True Crime: Das Verbrechen von Hinterkaifeck – SG #227

True Crime: Das Verbrechen von Hinterkaifeck – SG #227

Die Geschichte, die ich Dir heute erzählen möchte, ist wirklich so passiert. Heute nennt man das ja „True Crime“ – in der deutschen Sprache sagt man wörtlich übersetzt gerne „wahre Verbrechen“ dazu. Wenn du schwache Nerven hast oder wenn Kinder in der Nähe sind, solltest du diese Episode nicht anhören.

Wir bleiben hier in Bayern. Im Jahr 1922 steht in Hinterkaifeck ein Einödhof. Das ist ein Bauernhof, der nicht in einem Dorf steht, sondern alleine etwas außerhalb. Der nächste Nachbar ist weit entfernt. Es ist eine ländliche Gegend. Es leben nicht viele Menschen hier. Auf dem Einödhof selbst lebt das Ehepaar Gruber. Der Bauer Andreas Gruber ist 64 Jahre alt, seine Frau Cäzilia 72 Jahre alt. Ihre Tochter Viktoria Gabriel lebt auch hier, denn ihr Mann ist im Ersten Weltkrieg gestorben. Sie ist also mit 35 Jahren schon Witwe. Ihre beiden Kinder hat sie mitgebracht zu den Eltern. Ihr Sohn Josef ist zwei Jahre alt, ihre Tochter Cäzilia ist sieben Jahre alt. Es leben also drei Generationen auf dem Hof.

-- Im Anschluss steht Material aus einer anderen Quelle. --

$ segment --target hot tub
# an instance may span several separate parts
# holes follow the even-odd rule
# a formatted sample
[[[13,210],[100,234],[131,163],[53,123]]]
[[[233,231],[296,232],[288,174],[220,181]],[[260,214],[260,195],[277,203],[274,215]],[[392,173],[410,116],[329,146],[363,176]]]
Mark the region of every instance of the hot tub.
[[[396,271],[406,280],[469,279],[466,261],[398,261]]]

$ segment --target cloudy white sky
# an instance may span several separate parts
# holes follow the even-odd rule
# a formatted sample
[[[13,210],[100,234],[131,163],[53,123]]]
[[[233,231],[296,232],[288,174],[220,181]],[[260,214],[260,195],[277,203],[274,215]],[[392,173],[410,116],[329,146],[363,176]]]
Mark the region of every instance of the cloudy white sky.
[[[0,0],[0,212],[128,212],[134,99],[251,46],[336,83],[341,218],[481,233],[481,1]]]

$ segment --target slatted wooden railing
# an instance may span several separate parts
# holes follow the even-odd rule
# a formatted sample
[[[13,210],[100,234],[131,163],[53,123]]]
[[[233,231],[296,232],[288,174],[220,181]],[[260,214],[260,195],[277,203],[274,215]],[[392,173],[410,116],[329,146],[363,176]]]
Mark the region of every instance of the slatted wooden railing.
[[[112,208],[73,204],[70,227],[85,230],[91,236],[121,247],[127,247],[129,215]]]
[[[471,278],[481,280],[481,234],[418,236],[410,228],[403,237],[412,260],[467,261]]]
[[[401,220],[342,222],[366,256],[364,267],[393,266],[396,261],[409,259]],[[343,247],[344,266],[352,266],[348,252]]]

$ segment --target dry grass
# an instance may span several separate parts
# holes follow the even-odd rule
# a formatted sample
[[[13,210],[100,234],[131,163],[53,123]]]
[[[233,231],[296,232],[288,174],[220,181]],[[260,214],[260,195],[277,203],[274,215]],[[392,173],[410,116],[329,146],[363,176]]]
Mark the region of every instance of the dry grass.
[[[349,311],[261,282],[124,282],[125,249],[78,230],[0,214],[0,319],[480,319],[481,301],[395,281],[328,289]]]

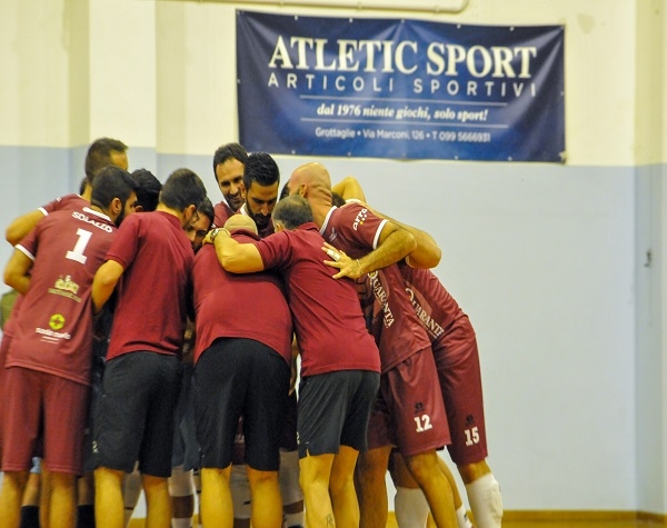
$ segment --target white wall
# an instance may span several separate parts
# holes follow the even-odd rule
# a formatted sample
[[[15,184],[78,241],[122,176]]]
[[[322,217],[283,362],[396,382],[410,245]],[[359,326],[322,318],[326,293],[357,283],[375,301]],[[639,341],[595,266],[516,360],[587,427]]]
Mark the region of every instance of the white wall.
[[[99,136],[162,179],[195,169],[217,199],[212,152],[238,138],[235,7],[0,2],[0,223],[74,190]],[[667,512],[664,2],[470,0],[437,19],[565,24],[567,163],[325,165],[442,247],[437,273],[478,332],[505,507]],[[285,177],[306,161],[277,159]]]

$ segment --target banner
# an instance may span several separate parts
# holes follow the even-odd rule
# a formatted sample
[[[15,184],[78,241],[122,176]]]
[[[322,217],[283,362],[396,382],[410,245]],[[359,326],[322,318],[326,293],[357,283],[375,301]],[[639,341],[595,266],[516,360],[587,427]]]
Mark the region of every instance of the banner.
[[[239,139],[298,156],[561,162],[564,33],[237,11]]]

Dann geschehen plötzlich seltsame Dinge an diesem Ort. Es wird eine Münchner Zeitung gefunden, die es hier auf dem Dorf gar nicht zu kaufen gibt. Dann werden Spuren im Schnee entdeckt – sie führen zu dem Einödhof, aber nicht wieder weg. Es verschwindet ein Hausschlüssel. An einer Hütte wird das Schloss aufgebrochen und ein Rind losgebunden. Im Wald wird mehrmals ein Mann mit Bart gesehen, der den Hof beobachtet.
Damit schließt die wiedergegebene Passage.